Après le déjeuner et une toilette sommaire, je partis en camionnette avec France et Manon. Je m'étais soumis en quelque sorte à mon sort. Je savais qu'il ne me servirait à rien de m'opposer à leurs projets et je me disais que je risquais davantage à essayer de prendre la fuite.

À 10h00, nous arrivâmes au salon. Une autre journée avait déjà été toute planifiée afin de me féminiser encore un peu plus. Jusqu'où cela irait-il? Je n'en avais aucune idée. Mais j'avais l'impression que cela été loin d'être terminé. J'avais l'impression qu'on me réservait encore plein de surprises. Et que je le veuille ou non, je devais me soumettre.

- C'est assez pour ce soir Daniella. Tu as bien travaillé.

- C'est vraiment joli ce que tu écris Daniella. Quel talent tu as!

France et Manon étaient là derrière moi. Je ne les avais pas entendu approcher étant tellement concentré à écrire. Je me retournai et les aperçut. Elles avaient toutes deux revêtu une jolie tenue de nuit, de jolis déshabillés (noir pour France et blanc pour Manon) qui les rendaient tellement sexys et si désirables.

Je ne savais pas trop si c'était le mâle en moi qui exprimait son désir (par son érection naissante) ou si c'était la femme (par ces doux frissons qui parcouraient mon corps et faisaient gonfler mes seins). Mais ce plaisir confus était tout de même agréable et je l'accueillis sans chercher à le dissimuler.

- Ho! Que tu sembles excitée ma belle Daniella.

- Oui! Tu sembles être vraiment en chaleur.

Ces petits commentaires de France et Manon me titillaient davantage. Mais mon excitation était en même temps une torture car je savais que mes désirs demeurèrent inassouvis.
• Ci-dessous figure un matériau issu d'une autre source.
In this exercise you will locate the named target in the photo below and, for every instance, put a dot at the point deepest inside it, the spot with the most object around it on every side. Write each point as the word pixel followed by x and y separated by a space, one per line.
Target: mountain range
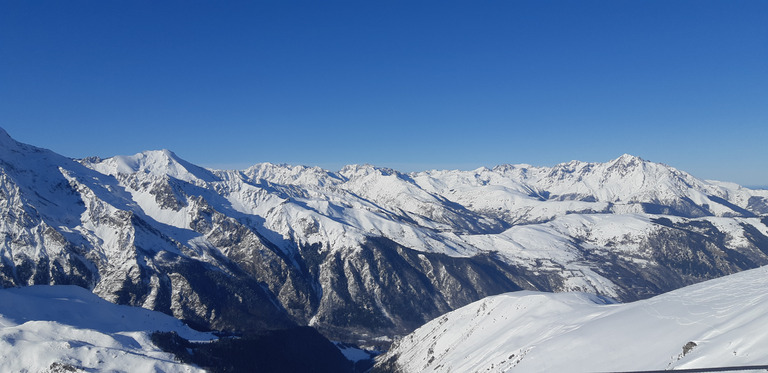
pixel 366 254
- C'est maintenant l'heure d'aller au lit Daniella. Tu vas devoir te reposer et faire un beau dodo.

- Car demain ce sera une autre journée encore bien occupée.
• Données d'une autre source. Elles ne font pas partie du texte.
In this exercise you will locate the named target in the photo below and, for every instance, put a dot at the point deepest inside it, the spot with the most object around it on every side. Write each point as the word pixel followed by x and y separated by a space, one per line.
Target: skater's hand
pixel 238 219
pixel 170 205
Je conclurai mon texte en écrivant "À Suivre... " Je sauvegardai mon document puis j'éteignis l'ordinateur. Je me levai et je suivis France et Manon. Manon éteignit la lumière du bureau et nous montèrent l'escalier.
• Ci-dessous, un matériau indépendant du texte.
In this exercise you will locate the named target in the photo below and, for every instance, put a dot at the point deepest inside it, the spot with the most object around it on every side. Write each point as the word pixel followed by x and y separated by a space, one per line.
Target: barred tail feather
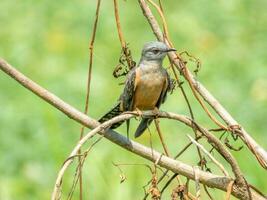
pixel 142 126
pixel 115 111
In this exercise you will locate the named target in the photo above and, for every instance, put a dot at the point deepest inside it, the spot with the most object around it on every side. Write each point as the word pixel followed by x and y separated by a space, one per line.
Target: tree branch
pixel 256 149
pixel 206 178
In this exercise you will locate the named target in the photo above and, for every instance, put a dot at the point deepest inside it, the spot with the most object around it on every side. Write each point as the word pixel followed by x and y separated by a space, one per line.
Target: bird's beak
pixel 171 49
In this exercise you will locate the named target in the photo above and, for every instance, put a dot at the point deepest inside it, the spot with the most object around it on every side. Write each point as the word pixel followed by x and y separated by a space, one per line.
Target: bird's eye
pixel 155 51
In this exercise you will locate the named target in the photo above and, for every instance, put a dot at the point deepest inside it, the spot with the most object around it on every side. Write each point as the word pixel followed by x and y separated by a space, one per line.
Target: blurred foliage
pixel 48 41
Je commençais à connaître le scénario qui devait suivre. J'allais m'arrêter à la salle de bain où on m'aiderait à me démaquiller et j'enfilerais une tenue de nuit par dessus mon corset et je serais obligé de dormir avec mes souliers à talons hauts qui emprisonnaient mes pieds. Ces gestes quotidiens étaient devenus des habitudes et je ne pensais même plus qu'il pouvait en être autrement.

Étais-je devenue une fille résignée? Une femme docile? Mais le scénario ne se déroula pas ainsi. Je montai l'escalier jusqu'au second étage. Je passai devant la salle de bain sans qu'on m'invite à m'y arrêter et je me retrouvai dans la chambre de France et Manon. Elles me dirigèrent directement au lit.

- Tu nous as vraiment donné un magnifique spectacle au Salon tout à l'heure Daniella.

- Et tu as vraiment su comment nous émoustiller.

- Et malgré ce que tu peux en penser, nous ne sommes pas tes tortionnaires.

- Nous savons même être reconnaissantes.

- C'est maintenant à ton tour d'avoir droit à un petit spectacle.

- Un spectacle juste pour toi.- Pour t'exprimer combien nous t'aimons.

- Nous savons comme tu peux avoir un petit coté exhibitionniste.

- Mais comme tout exhibitionniste, nous savons aussi qu'il y a aussi un coté voyeur en toi.

- Tu vas donc pouvoir te rincer l'oeil ma belle Daniella.

- Tu peux seulement nous regarder. Tu n'as pas le droit de nous toucher. Juste regarder.

- Tu peux par contre te toucher si tu le veux.

- Te caresser autant qu'il te plaira.

- Mais pas ton membre viril cependant puisqu'il doit demeurer dans sa petite cage dorée.

- Regarde-nous Daniella. Nous n'allons dire aucun mot et nous ne voulons entendre aucun mot sortir de ta bouche.

- Nous allons juste laisser parler nos corps et nous t'invitons aussi à laisser ton corps s'exprimer.

- Nous ne voulons pas t'entendre parler. Pas un mot.

- Mais ton corps n'est pas obligé de garder silence. Nous lui laissons la totale liberté d'exprimer sa jouissance

- Nous nous taisons maintenant. Bon spectacle Daniella!

Mon corps était en éveil total et mes yeux étaient fixés sur France et Manon. Elles échangèrent d'abord de tendres baisers du bout des lèvres. Puis elles se mirent à se mordiller doucement les lèvres. Cela les amena rapidement à échanger un langoureux et profond baiser langue contre langue. Le spectacle était vraiment à mon goût et une érection naissait. France et Manon vinrent s'étendre sur le lit à mes côtés.